Hallo zusammen,
Ich lese sehr fleissig in eurem Forum und habe auch schon einiges an Hilfe hier gefunden. Paar Fragen von mir wurden eh schon beatwortet.
Ich lebe ja in Trennung, die Scheidung wird von meiner Ex endlich eingereicht. (Trennungsjahr fast rum)
Nun hat mich die Anwältin meiner Ex aufgefordert, den KU mit 135% beim Jugendamt titulieren zu lassen.
Dazu hätte ich jetzt nochmal ein paar Fragen.
Achja, habe 1 Sohn mit 5 (bald 6) Jahren
Mein Netto wurden damals bei der Trennung mit 2200 Euro festgelegt (auch durch mich akzeptiert).
Davon gehen eigentlich noch paar Abzüge weg:
Fahrtkosten: 310 Euro
Kredit: 150 Euro
Berufsunfähigkeitsversicherung mit 100 Euro.

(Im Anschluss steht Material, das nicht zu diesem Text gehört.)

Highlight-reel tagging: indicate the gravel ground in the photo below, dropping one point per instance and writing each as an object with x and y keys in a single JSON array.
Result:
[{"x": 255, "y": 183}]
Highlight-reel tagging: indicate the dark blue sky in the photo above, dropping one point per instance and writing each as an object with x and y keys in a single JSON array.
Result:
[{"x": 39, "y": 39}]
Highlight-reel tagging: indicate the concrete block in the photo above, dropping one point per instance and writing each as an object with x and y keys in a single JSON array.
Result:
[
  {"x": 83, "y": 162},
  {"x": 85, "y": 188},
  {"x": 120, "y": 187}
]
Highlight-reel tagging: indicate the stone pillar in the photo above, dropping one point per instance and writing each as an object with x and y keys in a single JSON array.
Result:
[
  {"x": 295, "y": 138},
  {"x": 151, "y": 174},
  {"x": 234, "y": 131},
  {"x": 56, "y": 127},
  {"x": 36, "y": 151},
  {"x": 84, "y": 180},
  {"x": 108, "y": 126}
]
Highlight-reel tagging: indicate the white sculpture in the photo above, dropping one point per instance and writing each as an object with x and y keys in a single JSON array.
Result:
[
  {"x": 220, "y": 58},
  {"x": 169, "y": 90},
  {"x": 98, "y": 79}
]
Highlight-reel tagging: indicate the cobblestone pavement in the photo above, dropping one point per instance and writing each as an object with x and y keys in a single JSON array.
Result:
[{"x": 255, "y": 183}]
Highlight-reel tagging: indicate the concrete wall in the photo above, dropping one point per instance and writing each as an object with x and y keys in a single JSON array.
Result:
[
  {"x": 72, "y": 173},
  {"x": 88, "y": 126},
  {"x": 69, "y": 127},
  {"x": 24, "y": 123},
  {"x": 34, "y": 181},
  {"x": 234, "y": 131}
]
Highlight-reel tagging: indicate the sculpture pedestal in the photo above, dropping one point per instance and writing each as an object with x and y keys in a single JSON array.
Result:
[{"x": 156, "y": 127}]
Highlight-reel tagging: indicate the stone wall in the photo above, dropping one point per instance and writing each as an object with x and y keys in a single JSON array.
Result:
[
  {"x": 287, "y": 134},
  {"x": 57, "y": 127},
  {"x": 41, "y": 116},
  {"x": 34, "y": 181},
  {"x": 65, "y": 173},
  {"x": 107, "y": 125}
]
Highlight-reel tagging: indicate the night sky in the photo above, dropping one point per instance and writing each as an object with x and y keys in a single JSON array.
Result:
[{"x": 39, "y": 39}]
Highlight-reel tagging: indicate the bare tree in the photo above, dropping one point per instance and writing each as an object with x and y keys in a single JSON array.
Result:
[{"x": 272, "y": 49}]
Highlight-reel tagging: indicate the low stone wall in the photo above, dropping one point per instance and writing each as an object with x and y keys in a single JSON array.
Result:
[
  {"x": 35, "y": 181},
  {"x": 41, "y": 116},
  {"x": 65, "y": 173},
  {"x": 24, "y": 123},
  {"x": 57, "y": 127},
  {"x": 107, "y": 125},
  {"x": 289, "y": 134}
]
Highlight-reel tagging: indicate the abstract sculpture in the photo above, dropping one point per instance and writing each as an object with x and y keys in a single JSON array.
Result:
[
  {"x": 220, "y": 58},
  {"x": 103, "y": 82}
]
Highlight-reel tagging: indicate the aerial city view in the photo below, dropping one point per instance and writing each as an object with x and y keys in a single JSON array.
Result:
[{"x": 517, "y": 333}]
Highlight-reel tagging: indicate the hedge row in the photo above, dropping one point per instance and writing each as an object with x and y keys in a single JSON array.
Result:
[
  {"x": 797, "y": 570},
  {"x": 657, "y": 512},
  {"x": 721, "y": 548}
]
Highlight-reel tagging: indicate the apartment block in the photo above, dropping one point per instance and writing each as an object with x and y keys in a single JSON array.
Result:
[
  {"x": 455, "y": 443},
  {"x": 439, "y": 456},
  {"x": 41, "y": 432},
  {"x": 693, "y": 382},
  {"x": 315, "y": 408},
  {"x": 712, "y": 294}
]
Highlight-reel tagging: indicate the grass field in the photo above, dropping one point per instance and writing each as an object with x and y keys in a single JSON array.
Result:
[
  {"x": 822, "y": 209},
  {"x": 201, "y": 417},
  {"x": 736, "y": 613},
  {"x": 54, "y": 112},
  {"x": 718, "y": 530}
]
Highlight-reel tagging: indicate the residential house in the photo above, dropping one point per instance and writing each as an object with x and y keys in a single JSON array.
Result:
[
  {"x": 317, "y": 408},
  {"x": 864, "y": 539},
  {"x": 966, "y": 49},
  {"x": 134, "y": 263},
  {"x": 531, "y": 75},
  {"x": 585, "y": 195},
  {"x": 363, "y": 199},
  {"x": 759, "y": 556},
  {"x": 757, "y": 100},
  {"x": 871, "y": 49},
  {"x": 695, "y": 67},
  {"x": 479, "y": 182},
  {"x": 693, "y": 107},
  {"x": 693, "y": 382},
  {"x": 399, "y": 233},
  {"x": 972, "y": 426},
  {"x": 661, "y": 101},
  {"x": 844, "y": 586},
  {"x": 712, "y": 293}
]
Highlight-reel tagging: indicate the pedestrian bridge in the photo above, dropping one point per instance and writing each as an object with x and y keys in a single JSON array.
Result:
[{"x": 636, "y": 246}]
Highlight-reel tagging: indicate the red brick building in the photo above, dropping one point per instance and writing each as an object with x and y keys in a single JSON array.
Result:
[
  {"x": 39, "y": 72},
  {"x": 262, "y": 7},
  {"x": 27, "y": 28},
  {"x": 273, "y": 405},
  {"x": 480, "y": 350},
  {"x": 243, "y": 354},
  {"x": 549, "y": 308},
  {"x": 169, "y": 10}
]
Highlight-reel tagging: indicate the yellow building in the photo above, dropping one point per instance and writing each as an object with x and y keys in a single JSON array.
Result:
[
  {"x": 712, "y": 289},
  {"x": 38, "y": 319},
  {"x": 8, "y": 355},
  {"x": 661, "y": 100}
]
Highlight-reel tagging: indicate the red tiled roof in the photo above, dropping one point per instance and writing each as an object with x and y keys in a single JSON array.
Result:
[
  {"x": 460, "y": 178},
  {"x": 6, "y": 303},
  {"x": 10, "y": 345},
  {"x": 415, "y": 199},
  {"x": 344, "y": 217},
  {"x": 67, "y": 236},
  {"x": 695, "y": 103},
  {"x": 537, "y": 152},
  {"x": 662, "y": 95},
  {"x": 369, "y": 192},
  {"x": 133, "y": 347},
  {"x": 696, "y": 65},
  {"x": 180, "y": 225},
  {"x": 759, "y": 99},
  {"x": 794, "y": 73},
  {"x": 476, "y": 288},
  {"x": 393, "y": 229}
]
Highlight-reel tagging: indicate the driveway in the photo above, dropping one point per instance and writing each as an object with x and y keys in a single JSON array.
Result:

Bei der Berechung für den KU wurden nur meine Fahrkosten berücksichtigt,
für den Trennungsunterhalt dann auch noch der Kredit und die Versicherung.
Das habe ich soweit akzeptiert, da ja die Zahlbeträge unter 135% eh gleich hoch sind, ich für meine Sohn eh gerne zahle.
Nun soll ich aber diese 135% titulieren lassen. Auf was soll ich da achten??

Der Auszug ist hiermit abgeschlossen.